Updated August 12, 2015 at 10:09 a.m.


Dear Athena,

I feel like the guy I'm dating and I don't have any sexual chemistry. But in every other way I have ever wanted, he's perfect. We haven't been together long, and at first I thought we just had to get to know each other better, but now I feel lost. In the beginning all was good, but things have shifted to boring. Every time we have sex, we end up talking about how it's not working, and we just get more uncomfortable and weird. And then there is no sexual chemistry at all. I don't know what to do. Can you give me some advice on how to make the chemistry happen?

Ms. Chemical Malfunction

Dear Ms. CM,

I'm not sure you're going to like everything I have to say about this, but here goes. Chemistry is a magical, intangible vibe between two people, and it doesn't always make sense. You can't order it online or conjure a magic spell to bring it forth. It's either there or it isn't. Still, there are things you can try to light that spark and develop a sexual bond.

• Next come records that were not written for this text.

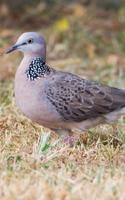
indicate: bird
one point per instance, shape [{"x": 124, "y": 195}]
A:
[{"x": 61, "y": 101}]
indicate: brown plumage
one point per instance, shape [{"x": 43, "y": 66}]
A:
[{"x": 61, "y": 100}]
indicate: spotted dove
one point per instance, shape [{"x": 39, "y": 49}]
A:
[{"x": 61, "y": 100}]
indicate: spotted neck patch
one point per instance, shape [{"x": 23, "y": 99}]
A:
[{"x": 37, "y": 69}]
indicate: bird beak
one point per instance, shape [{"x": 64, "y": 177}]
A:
[{"x": 13, "y": 48}]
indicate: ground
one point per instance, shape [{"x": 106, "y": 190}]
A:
[{"x": 34, "y": 162}]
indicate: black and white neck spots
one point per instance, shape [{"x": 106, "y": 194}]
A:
[{"x": 37, "y": 69}]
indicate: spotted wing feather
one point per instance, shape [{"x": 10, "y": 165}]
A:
[{"x": 77, "y": 99}]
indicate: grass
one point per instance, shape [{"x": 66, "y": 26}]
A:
[{"x": 34, "y": 163}]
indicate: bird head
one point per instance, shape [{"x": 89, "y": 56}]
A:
[{"x": 30, "y": 43}]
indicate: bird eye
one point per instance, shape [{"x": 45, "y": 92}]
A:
[{"x": 30, "y": 41}]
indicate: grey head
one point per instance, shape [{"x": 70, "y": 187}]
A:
[{"x": 31, "y": 44}]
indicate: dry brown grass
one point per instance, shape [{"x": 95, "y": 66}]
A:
[{"x": 36, "y": 166}]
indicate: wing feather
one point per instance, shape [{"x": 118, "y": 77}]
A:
[{"x": 77, "y": 99}]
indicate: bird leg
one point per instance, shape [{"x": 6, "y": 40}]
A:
[{"x": 67, "y": 136}]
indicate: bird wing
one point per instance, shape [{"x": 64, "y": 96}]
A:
[{"x": 77, "y": 99}]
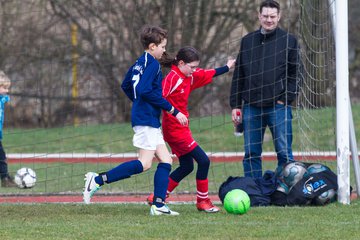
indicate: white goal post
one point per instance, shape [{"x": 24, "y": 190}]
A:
[{"x": 344, "y": 122}]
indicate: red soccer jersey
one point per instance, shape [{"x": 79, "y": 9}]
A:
[{"x": 176, "y": 89}]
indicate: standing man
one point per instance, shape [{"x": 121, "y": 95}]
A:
[{"x": 264, "y": 84}]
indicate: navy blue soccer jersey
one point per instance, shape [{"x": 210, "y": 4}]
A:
[{"x": 142, "y": 85}]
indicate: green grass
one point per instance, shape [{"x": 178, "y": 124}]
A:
[
  {"x": 214, "y": 134},
  {"x": 132, "y": 221}
]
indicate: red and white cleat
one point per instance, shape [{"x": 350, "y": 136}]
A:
[{"x": 207, "y": 206}]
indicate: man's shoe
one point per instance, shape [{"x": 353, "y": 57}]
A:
[
  {"x": 90, "y": 186},
  {"x": 8, "y": 182},
  {"x": 207, "y": 206},
  {"x": 164, "y": 210},
  {"x": 150, "y": 199}
]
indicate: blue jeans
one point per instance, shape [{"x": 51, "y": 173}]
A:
[{"x": 278, "y": 118}]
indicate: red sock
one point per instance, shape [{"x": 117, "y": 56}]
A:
[
  {"x": 202, "y": 187},
  {"x": 172, "y": 185}
]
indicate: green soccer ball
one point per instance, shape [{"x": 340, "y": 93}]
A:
[{"x": 237, "y": 201}]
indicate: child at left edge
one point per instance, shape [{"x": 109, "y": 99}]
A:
[
  {"x": 6, "y": 179},
  {"x": 142, "y": 85}
]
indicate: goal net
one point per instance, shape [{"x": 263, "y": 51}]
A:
[{"x": 68, "y": 115}]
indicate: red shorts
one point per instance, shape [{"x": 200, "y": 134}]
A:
[{"x": 182, "y": 147}]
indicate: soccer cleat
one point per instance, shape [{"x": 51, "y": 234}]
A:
[
  {"x": 207, "y": 206},
  {"x": 164, "y": 210},
  {"x": 90, "y": 186},
  {"x": 150, "y": 199}
]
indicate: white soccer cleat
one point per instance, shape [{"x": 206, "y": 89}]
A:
[
  {"x": 90, "y": 186},
  {"x": 164, "y": 210}
]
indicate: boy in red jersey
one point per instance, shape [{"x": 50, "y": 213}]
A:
[{"x": 184, "y": 77}]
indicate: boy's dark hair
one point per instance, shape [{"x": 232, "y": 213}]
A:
[
  {"x": 270, "y": 4},
  {"x": 186, "y": 54},
  {"x": 152, "y": 34}
]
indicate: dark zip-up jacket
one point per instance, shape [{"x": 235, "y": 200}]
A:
[{"x": 266, "y": 69}]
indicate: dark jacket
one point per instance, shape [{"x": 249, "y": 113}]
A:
[{"x": 266, "y": 69}]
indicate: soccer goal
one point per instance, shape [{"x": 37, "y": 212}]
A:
[{"x": 68, "y": 115}]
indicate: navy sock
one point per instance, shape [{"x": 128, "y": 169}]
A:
[
  {"x": 124, "y": 170},
  {"x": 161, "y": 180}
]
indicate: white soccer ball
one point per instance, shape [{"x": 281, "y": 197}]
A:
[
  {"x": 293, "y": 172},
  {"x": 25, "y": 178}
]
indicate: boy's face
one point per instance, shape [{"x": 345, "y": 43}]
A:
[
  {"x": 4, "y": 89},
  {"x": 269, "y": 18},
  {"x": 188, "y": 68},
  {"x": 157, "y": 51}
]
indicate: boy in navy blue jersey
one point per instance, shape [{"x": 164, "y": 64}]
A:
[
  {"x": 142, "y": 85},
  {"x": 6, "y": 179}
]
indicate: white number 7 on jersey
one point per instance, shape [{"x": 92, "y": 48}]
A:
[{"x": 136, "y": 79}]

First, stop thinking so much. It sounds like you two are doing a lot of talking, analyzing and explaining between the sheets. Knock it off. Good sex isn't a discussion. Rather, you need to have a physical conversation. Once you start talking about sex, it loses its luster and excitement. Try communicating just with your body and see what happens. Get out of your head and into the bed. Let that rhyme be your bedroom mantra.

More PDA! Touch his hand while he's ordering dinner at a restaurant. Pull him into an alley and plant a big kiss. Make out in the back of a cab. Hold hands walking down the street. Find excuses to touch him, and show him affection in public that will give him ideas for later, when you're alone.

Also, keep things fresh. Sometimes chemistry dwindles because we stop trying new things. Are there fantasies you haven't shared? Surprise him with some sexy lingerie or bedroom toy. If your budget allows it, book a night in a swanky hotel. Try role-playing. Send him love notes or suggestive texts. Get some inspiration from the Kama Sutra or a provocative adult film. Just try something new. You never know what might unlock his — or your own — doorway to sexual connection.

And now for the caveat: While any or all of these suggestions might prove fun and rewarding, to you they might feel like too much work to get frisky. That will certainly be the case if the effort is coming from you alone and he doesn't respond in the way you want. Maybe your man would be a better friend than lover.

But you won't know for sure unless you try. If you give romance your all and still feel unsatisfied, move on. At least you'll gain a better understanding of what you want and need in a partner. All that "work" won't be in vain.